Mining paused for four days last week after the Tanzanian government, which owns a 25% stake in the asset, seized a parcel containing 71,654 carats of rough diamonds over a reported disagreement about valuation. The parcel has still not been released for export, and spokespeople said they were unsure whether future exports would be affected.
“Sales from Williamson will be dependent on the government, not Petra,” a company spokesperson told Rapaport News on Monday.
Revenue from the mine fell 26% to $58.4 million in the fiscal year that ended June 30, due to a sharp decline in the sale of exceptional diamonds from the project, Petra reported. Group revenue increased 11% to $477 million for the year, driven by increases at the Finsch, Cullinan and Kimberley mines in South Africa.
However, delays in expansion programs at Cullinan and Finsch meant the company did not meet its previously stated production and revenue targets for the year, CEO Johan Dippenaar said in the company statement. That resulted in higher operating costs, which, together with the strengthening South African rand, led net profit to plunge 69% to $20.7 million.
Group production is back on track to reach between 4.8 million and 5 million carats in the current fiscal year, from 4 million carats in fiscal 2016-17.
The four-day halt to mining at Williamson will not impact the company’s production outlook for the year, Dippenaar said in a conference call later on Monday, adding that the company would assess the long-term prospects for exports before making a decision to place the operation on care and maintenance.
For now, the parcel remains in government custody, even though the reasons for seizing the goods “have still not been formally made known to the company,” Petra said.

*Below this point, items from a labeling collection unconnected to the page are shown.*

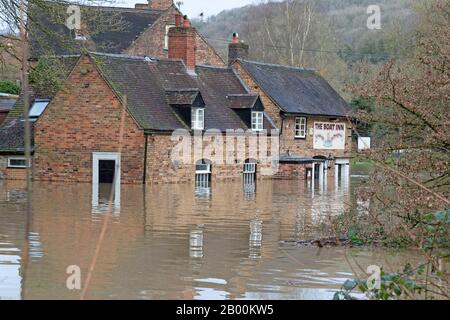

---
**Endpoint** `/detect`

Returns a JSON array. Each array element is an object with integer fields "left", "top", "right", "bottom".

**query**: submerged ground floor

[
  {"left": 0, "top": 179, "right": 426, "bottom": 299},
  {"left": 0, "top": 152, "right": 351, "bottom": 186}
]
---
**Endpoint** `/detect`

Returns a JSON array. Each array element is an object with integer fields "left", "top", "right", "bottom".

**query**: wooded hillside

[{"left": 195, "top": 0, "right": 420, "bottom": 95}]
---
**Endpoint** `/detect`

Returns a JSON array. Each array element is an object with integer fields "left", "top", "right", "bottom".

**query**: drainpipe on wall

[{"left": 142, "top": 133, "right": 148, "bottom": 185}]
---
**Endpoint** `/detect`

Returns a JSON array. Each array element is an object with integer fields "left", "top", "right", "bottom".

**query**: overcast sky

[{"left": 120, "top": 0, "right": 259, "bottom": 18}]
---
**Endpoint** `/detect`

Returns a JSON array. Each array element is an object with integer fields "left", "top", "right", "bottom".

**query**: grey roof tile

[{"left": 239, "top": 60, "right": 350, "bottom": 117}]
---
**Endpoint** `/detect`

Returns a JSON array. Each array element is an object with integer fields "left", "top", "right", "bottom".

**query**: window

[
  {"left": 8, "top": 157, "right": 27, "bottom": 168},
  {"left": 191, "top": 108, "right": 205, "bottom": 130},
  {"left": 295, "top": 118, "right": 306, "bottom": 139},
  {"left": 164, "top": 25, "right": 175, "bottom": 50},
  {"left": 30, "top": 99, "right": 50, "bottom": 121},
  {"left": 252, "top": 111, "right": 264, "bottom": 131},
  {"left": 195, "top": 159, "right": 211, "bottom": 188}
]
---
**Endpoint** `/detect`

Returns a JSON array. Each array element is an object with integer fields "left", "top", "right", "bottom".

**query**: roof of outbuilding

[
  {"left": 238, "top": 60, "right": 350, "bottom": 117},
  {"left": 29, "top": 1, "right": 165, "bottom": 58},
  {"left": 0, "top": 97, "right": 17, "bottom": 112},
  {"left": 91, "top": 53, "right": 272, "bottom": 131},
  {"left": 0, "top": 95, "right": 33, "bottom": 154},
  {"left": 227, "top": 94, "right": 258, "bottom": 109}
]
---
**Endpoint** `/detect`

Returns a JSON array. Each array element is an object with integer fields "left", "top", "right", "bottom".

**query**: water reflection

Petra declared the diamonds as being worth $14.8 million, in keeping with a government ministry evaluation that the company published on its website. However, a separate ministry later valued the parcel at $29.5 million, Reuters reported last week.
Petra is “committed to ongoing dialogue” with the Tanzanian government, the miner said in its Monday statement.
However, if the company is unable to resume sales from Williamson in the fiscal half-year that ends December 31, it may fail to meet its loan commitments, it cautioned. In such a case, the company would start talking with lenders to reach a resolution, it added.
Shares in Petra Diamonds fell 6% in Monday afternoon trading on the London Stock Exchange, and have dropped 12% since news broke of its dispute in Tanzania on September 8.